Giving voice to the prairie


Music has no boundaries, says Inner Mongolia-born Urna Chahar-Tugchi who now lives in Germany.

By Mu Qian (China Daily)
Updated: 2009-11-03 10:33
Fifteen years after she moved to Germany, Inner Mongolia-born vocalist Urna Chahar-Tugchi made her Beijing debut on Friday at the National Library Concert Hall.

Her concert, titled after her latest album Amilal, the Mongolian word for "life", comprised a program of half traditional and half original works, with French-Iranian percussionists Djamchid Chemirani and Keyvan Chemirani, and Hungarian violinist Zoltan Lantos.

Urna's name is not widely known in China but her music is, as it was featured in two popular TV commercials, for Nippon Paint and Sony.


Though she has lived in the West and collaborated with many musicians from different cultural backgrounds, Urna insists her music is quintessentially Mongolian music.
"I learned singing from my parents, grandparents, neighbors and nature," says Urna, who was born in 1968 to a herders' family in the Erdos area of Inner Mongolia autonomous region. "I was lucky to have been born on the Mongolian prairie. Mongolian music is beautiful, like the prairie."
In her five albums and in concerts throughout the world, she always sings in the Mongolian language.

"Most of the time, my audiences do not understand the language but they can understand my music, for music has no boundaries," she says.

Urna never studied singing formally, though she graduated from the Shanghai Conservatory with a major in yangqin (dulcimer). It was a fortunate thing for her because she found academic vocal training to be a process of molding.
"When I was studying in the conservatory, I met many singers of different ethnic groups, but I found their voices became the same It was such a pity."

Urna decided to sing with her natural voice, just as her grandparents did. With a range that spans four octaves and her life experience of the nomad tradition of the Mongolian people, she soon distinguished herself from most Mongolian singers in China.

"Compared with other singers that I have listened to she sings with an unsophisticated and unchained voice, and her singing at a live performance is even more free than when it's recorded," says Huo Liangzi, a magazine editor who was at last Friday's concert.
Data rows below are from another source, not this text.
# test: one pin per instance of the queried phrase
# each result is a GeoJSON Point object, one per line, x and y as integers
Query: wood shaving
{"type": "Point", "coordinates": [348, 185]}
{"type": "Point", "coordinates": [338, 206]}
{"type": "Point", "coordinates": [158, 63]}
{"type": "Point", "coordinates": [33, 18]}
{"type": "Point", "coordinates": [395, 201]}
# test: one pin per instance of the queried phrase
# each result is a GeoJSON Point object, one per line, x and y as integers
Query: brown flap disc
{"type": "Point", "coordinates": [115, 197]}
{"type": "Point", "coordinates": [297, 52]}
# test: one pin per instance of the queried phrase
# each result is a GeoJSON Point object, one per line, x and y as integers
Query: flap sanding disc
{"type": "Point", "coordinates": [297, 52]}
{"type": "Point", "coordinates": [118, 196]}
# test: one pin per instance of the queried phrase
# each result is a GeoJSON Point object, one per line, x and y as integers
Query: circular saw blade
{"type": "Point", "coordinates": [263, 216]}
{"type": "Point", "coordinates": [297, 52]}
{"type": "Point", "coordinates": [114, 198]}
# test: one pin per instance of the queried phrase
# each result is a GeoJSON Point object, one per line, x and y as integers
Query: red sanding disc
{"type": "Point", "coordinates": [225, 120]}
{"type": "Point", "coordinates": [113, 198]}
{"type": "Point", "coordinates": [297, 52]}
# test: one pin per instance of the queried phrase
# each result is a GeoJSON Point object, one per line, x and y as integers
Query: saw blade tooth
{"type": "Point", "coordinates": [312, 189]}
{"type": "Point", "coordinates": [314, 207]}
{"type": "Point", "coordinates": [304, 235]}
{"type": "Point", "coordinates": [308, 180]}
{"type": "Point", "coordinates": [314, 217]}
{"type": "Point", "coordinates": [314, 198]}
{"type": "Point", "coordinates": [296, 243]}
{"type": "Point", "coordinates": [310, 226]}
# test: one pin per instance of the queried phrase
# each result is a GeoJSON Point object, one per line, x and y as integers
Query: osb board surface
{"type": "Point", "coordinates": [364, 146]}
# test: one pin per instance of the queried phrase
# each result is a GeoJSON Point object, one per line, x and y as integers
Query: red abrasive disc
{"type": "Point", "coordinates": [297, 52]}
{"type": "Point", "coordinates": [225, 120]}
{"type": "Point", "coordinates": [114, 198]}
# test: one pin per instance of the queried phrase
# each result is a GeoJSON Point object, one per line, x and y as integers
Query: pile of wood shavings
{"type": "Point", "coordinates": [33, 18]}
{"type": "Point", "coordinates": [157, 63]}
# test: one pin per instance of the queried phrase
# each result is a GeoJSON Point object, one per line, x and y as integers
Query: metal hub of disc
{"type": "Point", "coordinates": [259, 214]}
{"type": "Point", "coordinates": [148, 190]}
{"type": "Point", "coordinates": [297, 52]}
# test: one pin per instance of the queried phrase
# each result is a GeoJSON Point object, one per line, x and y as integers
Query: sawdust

Urna began to explore the wider world of music after she graduated from the conservatory in 1993, and she formed a jazz group called High Mountain, Flowing Water with some Chinese and Western musicians. She also experimented with improvisation, something that she practiced first as a child.

"I used to sing in a freewheeling way, of whatever I felt at the moment. My mother often asked me at that time, 'What are you singing about?' Mongolian music is free from the very beginning."

Her musical career opened another chapter when she moved to Germany, where she had many opportunities to play with various musicians. In 2003, she was awarded the RUTH prize for Best International Artist.

"China has 56 ethnic groups. If each ethnic group keeps its own music tradition, there will be huge space for the development of Chinese music," Urna says.